试图让球从数组组件中反弹回来?(想不出更好的词)C#.
本文关键字:更好 回来 数组 组件 | 更新日期: 2023-09-27 18:33:18
我有一个球根据需要从桨和墙壁上弹起,然后我通过抽奖添加了一块奇异的砖块。矩形工具,让球从中反弹,然后改变其颜色,但无法使其不可见以阻止任何进一步的碰撞。我正在为我的砖块使用数组,因为我可以有很多,并且可以在被击中后将它们变成真或假
我的问题是我试图让球与所说的阵列砖碰撞,但即使通过尽可能多的谷歌搜索,我一生也无法弄清楚。 这是我的代码片段,我认为"应该"适用于碰撞
for (int i = 0; 1 < brickLive.Length; i++)

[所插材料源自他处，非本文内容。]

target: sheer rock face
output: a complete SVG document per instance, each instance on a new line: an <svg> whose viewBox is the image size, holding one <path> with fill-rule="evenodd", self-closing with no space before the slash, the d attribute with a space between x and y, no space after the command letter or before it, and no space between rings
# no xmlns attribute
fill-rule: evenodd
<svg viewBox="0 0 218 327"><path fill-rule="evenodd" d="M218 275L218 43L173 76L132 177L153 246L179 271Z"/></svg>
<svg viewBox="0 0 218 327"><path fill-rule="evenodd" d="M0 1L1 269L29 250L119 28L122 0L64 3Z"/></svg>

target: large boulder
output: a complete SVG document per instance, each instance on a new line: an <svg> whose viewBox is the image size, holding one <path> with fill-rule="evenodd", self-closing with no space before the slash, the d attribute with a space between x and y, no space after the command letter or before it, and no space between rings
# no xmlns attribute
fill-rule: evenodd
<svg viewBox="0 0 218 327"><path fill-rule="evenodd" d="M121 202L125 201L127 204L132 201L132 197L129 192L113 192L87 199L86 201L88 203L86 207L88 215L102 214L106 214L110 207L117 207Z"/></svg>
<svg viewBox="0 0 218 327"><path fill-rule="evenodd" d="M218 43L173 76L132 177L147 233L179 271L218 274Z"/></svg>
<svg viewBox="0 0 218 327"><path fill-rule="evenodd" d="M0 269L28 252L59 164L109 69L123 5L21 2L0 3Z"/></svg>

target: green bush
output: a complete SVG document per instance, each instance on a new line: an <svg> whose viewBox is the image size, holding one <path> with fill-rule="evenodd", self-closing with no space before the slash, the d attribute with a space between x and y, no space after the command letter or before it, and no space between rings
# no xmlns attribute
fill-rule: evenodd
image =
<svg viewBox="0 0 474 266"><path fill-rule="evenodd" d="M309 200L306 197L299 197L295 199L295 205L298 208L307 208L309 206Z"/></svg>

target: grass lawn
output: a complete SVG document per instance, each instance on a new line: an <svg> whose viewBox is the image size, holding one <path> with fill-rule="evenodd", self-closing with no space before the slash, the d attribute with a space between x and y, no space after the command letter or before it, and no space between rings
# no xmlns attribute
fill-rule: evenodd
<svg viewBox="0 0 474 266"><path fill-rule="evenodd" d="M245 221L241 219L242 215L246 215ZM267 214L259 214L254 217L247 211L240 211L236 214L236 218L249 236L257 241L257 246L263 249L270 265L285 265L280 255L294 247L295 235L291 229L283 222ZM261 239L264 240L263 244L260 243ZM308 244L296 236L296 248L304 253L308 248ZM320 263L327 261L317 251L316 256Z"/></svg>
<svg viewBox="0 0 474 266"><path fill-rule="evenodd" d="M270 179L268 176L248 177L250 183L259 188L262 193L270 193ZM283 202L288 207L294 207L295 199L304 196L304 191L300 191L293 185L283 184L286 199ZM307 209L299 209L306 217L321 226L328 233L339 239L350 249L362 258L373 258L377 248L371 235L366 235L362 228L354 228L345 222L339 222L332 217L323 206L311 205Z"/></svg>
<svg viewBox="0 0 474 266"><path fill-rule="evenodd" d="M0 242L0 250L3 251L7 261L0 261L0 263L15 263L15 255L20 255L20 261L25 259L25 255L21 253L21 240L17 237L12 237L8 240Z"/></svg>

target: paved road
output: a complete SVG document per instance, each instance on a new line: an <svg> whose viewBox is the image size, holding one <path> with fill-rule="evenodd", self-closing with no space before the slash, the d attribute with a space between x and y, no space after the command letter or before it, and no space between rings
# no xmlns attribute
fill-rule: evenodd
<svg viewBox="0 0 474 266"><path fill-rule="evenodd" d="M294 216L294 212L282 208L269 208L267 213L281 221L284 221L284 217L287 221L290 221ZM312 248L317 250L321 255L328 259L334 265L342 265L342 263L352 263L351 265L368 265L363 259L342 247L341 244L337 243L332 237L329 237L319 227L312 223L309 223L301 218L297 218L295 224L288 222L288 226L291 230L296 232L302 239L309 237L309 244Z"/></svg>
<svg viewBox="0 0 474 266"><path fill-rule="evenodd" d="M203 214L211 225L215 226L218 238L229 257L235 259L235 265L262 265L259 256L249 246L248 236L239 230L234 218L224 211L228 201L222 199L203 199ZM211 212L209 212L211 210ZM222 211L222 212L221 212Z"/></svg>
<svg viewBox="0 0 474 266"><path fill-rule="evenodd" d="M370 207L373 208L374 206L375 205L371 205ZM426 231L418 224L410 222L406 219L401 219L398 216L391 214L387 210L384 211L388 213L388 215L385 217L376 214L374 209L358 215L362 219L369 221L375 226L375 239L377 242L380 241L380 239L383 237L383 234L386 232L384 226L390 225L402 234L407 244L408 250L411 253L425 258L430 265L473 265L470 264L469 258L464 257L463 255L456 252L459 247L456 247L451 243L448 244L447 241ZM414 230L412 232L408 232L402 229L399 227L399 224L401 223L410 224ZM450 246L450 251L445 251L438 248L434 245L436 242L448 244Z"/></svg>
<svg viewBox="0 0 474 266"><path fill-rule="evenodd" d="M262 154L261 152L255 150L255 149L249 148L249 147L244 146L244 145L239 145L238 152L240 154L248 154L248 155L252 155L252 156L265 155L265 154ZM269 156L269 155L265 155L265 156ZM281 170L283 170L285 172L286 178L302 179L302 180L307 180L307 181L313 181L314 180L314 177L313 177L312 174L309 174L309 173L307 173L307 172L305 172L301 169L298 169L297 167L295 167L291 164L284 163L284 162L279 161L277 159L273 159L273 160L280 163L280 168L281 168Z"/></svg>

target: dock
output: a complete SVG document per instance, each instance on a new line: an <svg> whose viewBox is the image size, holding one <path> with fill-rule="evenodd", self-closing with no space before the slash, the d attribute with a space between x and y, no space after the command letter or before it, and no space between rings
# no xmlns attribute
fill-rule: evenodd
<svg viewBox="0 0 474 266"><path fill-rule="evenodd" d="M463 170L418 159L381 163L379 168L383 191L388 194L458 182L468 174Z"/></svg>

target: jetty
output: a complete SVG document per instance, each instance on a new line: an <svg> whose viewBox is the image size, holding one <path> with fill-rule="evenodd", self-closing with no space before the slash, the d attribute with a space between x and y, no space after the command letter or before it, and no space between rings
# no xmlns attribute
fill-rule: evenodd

if ((y == brickLocation[i, 0]) && (x >= brickLocation[0, i]) && (x <= (brickLocation[0, i] + 60)))
yChange = -yChange;
据我了解,这段代码是针对 我检查球坐标是否在砖块位置的参数中的值。 如果是,则改变方向。使用当前代码,它运行良好,直到我开始游戏(我单击插入按钮,这使弹跳按钮起作用)
这是我的完整代码
using System;
using System.Collections.Generic;
using System.ComponentModel;
using System.Data;
using System.Drawing;
using System.Linq;
using System.Text;
using System.Threading.Tasks;
using System.Windows.Forms;
namespace Breakout
{
public partial class Form1 : Form
{
private int x, y, x2, y2;
private int xChange, yChange;
int bat, batX, batXX, mouseX;
private Graphics paper;
private Pen pen, pen2, pen3;
private Pen brkpen;
private Random ranNum;
int brkLength = 60;
int brkHeight = 20;
int[,] brickLocation = { { 0, 100 }, { 61, 100 }, { 122, 100 } };
bool[] brickLive = { true, true, true };
public Form1()
{
InitializeComponent();
paper = picDisplayBat.CreateGraphics();
pen = new Pen(Color.Red);
pen.Width = 10;
ranNum = new Random();
paper = picDisplayBat.CreateGraphics();
pen = new Pen(Color.Blue);
pen.Width = 3;
paper = picDisplayBat.CreateGraphics();
pen2 = new Pen(Color.Red);
pen.Width = 3;
picDisplayBat.MouseMove += new
System.Windows.Forms.MouseEventHandler(picDraw_MouseMove);
paper = picDisplayBat.CreateGraphics();
brkpen = new Pen(Color.Black);
brkpen.Width = 3;
//paper = picDisplayBat.CreateGraphics();
//pen3 = new Pen(Color.Green);
//pen3.Width = 5;
}
private void picDraw_MouseMove(object sender, System.Windows.Forms.MouseEventArgs e) //DRAWING THE BAT TO MOVE WITH MOUSE
{
//paper.Clear(Color.White);
mouseX = e.X;
}
private void btnInsert_Click_1(object sender, EventArgs e)
{
{
btnBounce.Visible = true;
}
}
private void btnBounce_Click_1(object sender, EventArgs e)
{
{
timer1.Interval = 25;
timer1.Enabled = true;
x = ranNum.Next(1, picDisplayBat.Height);
y = ranNum.Next(1, picDisplayBat.Width);
xChange = ranNum.Next(1, 10); yChange = ranNum.Next(1, 10);
for (int i = 0; i < brickLive.Length; i++)
{
paper.DrawRectangle(brkpen, brickLocation[i, 0], brickLocation[i, 1], brkLength, brkHeight);
}
}
}
private void timer1_Tick(object sender, EventArgs e)
{
{
x = x + xChange;
y = y + yChange;
if (x >= picDisplayBat.Width)
xChange = -xChange;
if (y >= picDisplayBat.Height)
yChange = -yChange;
if (x <= 0)
xChange = -xChange;
if (y <= 0)
yChange = -yChange;
if ((y > picDisplayBat.Height - 20) && (x >= batX + 10) && (x <= batX + 50))
yChange = -yChange;
if ((y < picDisplayBat.Height - 295) && (x >= batX + 10) && (x <= batX + 50))
yChange = -yChange;
for (int i = 0; 1 < brickLive.Length; i++)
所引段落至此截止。